My diagnosis is that these types of chicks are a lot cleverer than you give them credit ,

because i am part of the same social circle she’s knows I’m not going anywhere any time soon this allows her to keep an eye on me and put me on the “backburner” so to speak

this lets her screw guys outside of the circle whilst investing very little in me because she’s going to see me anyway

saying that she also knows I’m a high quality guy and when she finds out ive been screwing other girls she will bend over backwards to find out the whole story

( ive seen this firsthand)

lately I came to realise that i was wasting valuable game time on this chick and that is ultimately what she wanted , she craved the attention

I weighed my options up and after quickly deciding she wasn’t actually worth getting hung up on......i decided to take a break from the entire circle

I dont think shes realised yet , but im hoping when she sees im not at the next group event its going to stir some emotion up which i can use as leverage for her *****

Until then ive got other plates to keep me entertained

Good luck !
 

The LadyKiller

Senior Don Juan
Joined
Oct 5, 2011
Messages
409
Reaction score
25
Interesting. Bingo-Player it's crazy that the HB could be interested in you, but was MORE interested in the attention. Funny how they sabotage their chances. It is also fortunate that my close friends don't know HB really well either, so when I take a break, we won't be running into her entourage. Of course we live in a small town, so who really knows.
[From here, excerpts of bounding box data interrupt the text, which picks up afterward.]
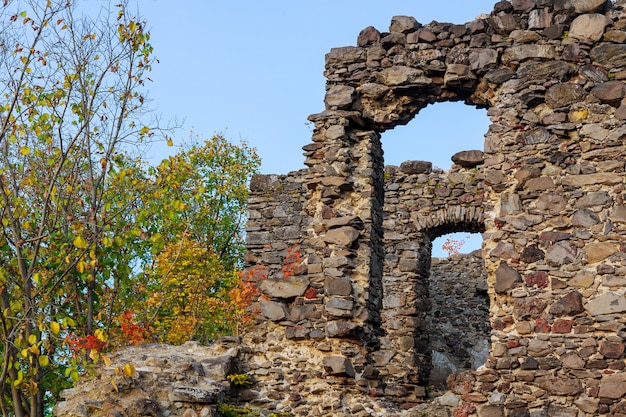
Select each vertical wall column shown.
[304,111,384,347]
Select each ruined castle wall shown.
[53,0,626,417]
[243,0,626,415]
[374,158,484,393]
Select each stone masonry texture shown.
[57,0,626,417]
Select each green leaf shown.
[37,355,50,367]
[74,236,89,249]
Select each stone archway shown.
[241,0,626,415]
[374,166,484,385]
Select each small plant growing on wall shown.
[441,238,465,256]
[226,374,254,387]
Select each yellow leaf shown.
[100,354,111,366]
[50,321,61,334]
[124,363,136,378]
[74,236,89,249]
[38,355,50,366]
[94,329,107,342]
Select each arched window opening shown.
[382,102,489,170]
[425,232,491,388]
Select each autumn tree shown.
[128,134,260,343]
[0,0,153,417]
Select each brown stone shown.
[598,372,626,400]
[357,26,380,46]
[446,372,476,395]
[550,291,585,317]
[452,151,485,168]
[535,375,584,395]
[513,298,546,320]
[323,356,356,378]
[569,13,612,42]
[389,16,419,34]
[552,319,574,334]
[323,226,359,246]
[258,278,309,298]
[598,340,624,359]
[537,192,567,214]
[324,85,355,108]
[524,177,556,191]
[261,300,287,321]
[572,209,600,228]
[524,271,550,288]
[546,83,585,109]
[589,43,626,70]
[585,292,626,316]
[400,161,433,174]
[545,241,578,265]
[324,277,352,296]
[591,81,625,107]
[583,242,619,264]
[478,405,504,417]
[494,262,522,294]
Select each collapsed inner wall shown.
[54,0,626,417]
[241,0,626,416]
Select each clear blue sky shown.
[81,0,495,254]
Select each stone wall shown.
[424,251,491,390]
[239,0,626,416]
[56,0,626,417]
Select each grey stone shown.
[574,396,600,414]
[389,16,419,34]
[569,13,612,42]
[323,356,356,378]
[502,44,556,64]
[550,291,585,317]
[589,43,626,70]
[400,161,433,174]
[598,372,626,400]
[324,277,352,296]
[591,81,625,105]
[583,242,619,264]
[500,193,522,216]
[610,206,626,223]
[574,191,612,208]
[516,61,575,81]
[380,66,432,86]
[324,85,355,109]
[494,262,522,294]
[323,226,360,246]
[585,291,626,317]
[546,83,586,109]
[537,192,567,214]
[535,375,583,395]
[469,49,498,70]
[261,300,287,321]
[168,382,227,404]
[545,241,578,266]
[572,209,600,228]
[357,26,380,46]
[451,150,485,168]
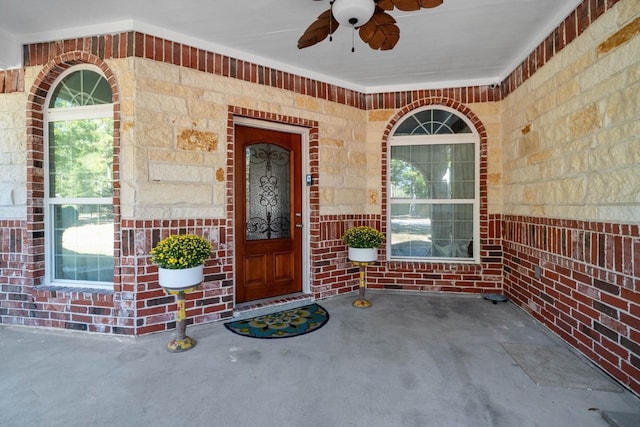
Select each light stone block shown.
[136,182,212,206]
[149,162,215,183]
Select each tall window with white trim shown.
[45,66,114,288]
[387,106,480,262]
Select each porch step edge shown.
[233,294,315,320]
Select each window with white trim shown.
[44,66,114,288]
[387,106,480,262]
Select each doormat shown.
[502,343,621,391]
[224,304,329,338]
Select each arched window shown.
[387,106,480,262]
[44,66,114,288]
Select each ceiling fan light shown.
[332,0,376,28]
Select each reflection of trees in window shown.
[45,69,114,288]
[388,108,479,261]
[49,118,113,197]
[391,159,429,199]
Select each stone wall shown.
[502,1,640,223]
[501,0,640,393]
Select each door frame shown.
[232,116,311,306]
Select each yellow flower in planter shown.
[151,234,213,270]
[342,225,384,249]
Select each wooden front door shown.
[234,125,303,302]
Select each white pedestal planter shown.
[349,248,378,262]
[158,265,204,290]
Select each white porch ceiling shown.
[0,0,581,93]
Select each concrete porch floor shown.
[0,291,640,427]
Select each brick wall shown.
[503,216,640,394]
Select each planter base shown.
[165,285,198,353]
[351,261,376,308]
[167,336,196,353]
[351,299,371,308]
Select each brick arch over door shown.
[25,51,121,291]
[382,97,489,258]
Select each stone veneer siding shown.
[0,0,640,393]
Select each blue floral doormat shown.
[224,304,329,338]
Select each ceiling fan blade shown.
[358,8,400,50]
[298,9,340,49]
[376,0,444,12]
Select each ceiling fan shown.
[298,0,443,51]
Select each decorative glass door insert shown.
[246,143,291,240]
Keiz - seems logical, but she has plenty of friends. She has a group of guy orbiters who are somehow intimidated by her (she's a 7.5 who isn't the smoothest flirt, not a 10 who is a tease). What makes the situation comical is I am not at all "scared" of her, and rather upfront about it. When HB attempts to create drama, I literally laugh because I see through her games.
 

TheMonkeyKing

Master Don Juan
Joined
Apr 20, 2014
Messages
2,339
Reaction score
1,427
It has to be said that there is a lot of over-thinking going on here.

Re-read all this nonsense about your social network activity, responses to texts etc. from the point of view of a third party. You might find yourself asking, 'WHO CARES?'. All this electronic activity is SO blue-pill it cannot possibly be quantified.

Ask yourself if you are having a relationship with a profile or a human being. Why are you bothering with all this electronic exchange? What does it give to your inter-PERSONAL relationship? Mark my words, she will likely have forgotten your next text, tweet, posting within the next 48hours, or week at the most. These things have little or no lasting impact because the are so commonplace.

What she will remember is the REAL LIFE experience(s) you give her not some lame, half-boiled joke on twitter. As I have said, time over, electronic communication is for making real life arrangements ONLY.

As far as decision-making goes, YOU are the one that leads. Her only decision should ever be weather she agree to your plan or not.

NB: If she's just out of a LTR of that length, you have to be aware of her rebounding. Which she WILL be. Don't expect too much too early on. In fact don't expect too much, full stop.